PADOVA, Italy—Executives at Safilo Group S.p.A report the company has been actively pursuing discussions with its bank creditors and its main shareholder, Hal Holding, to arrange a refinancing package of what could be €300 million by the end of November, which is when its €150 million revolving credit facility is set to expire. During a financial call on Aug. 3rd to discuss the company’s first half results which were reported the day prior, indicating a sales decline and higher debt, as reported, Gerg Graehsler, the company’s CFO said, “We’re are evaluating all options, on the debt side, equity side, with an aim to find the right solution of combination of solutions.”

In first half 2018 ending June, Safilo Group reported its free cash flow was negative at €37.3 million compared to a negative flow of €57.2 million the comparable period of 2017.

At the end of June 2018, the group’s net debt stood at €171.1 million, compared to €166.0 million at the end of March 2018 and to €112.7 million at the end of June 2017.

Safilo had reported in June of this year that, in the context of its ongoing refinancing process, it requested and obtained from its lenders an extension of the expiry date of its Revolving Credit Facility amounting to €150 million, from July 29, 2018 to November 30, 2018.

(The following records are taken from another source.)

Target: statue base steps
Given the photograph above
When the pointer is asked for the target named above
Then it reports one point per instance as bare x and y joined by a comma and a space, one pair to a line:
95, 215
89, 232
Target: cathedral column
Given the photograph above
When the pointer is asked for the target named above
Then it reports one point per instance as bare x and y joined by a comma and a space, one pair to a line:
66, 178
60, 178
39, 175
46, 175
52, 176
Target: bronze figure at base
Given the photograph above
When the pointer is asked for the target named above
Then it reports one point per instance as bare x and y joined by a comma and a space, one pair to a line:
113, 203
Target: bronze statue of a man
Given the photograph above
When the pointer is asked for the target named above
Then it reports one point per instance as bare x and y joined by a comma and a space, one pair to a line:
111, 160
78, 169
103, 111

The June 2018 LTM financial leverage, calculated taking into account also the reported first half EBITDA adjusted for the non-recurring costs incurred in the year and for the extraordinary items ascribed to the implementation of the new order-to-cash IT system in the Padua DC, the company said. As a consequence of these results, Safilo has exceeded the level of leverage set in the covenant of its revolving credit facility, expiring at the end of November 2018. This now triggers a remediation period, with a new test at end of September, to be concluded within November.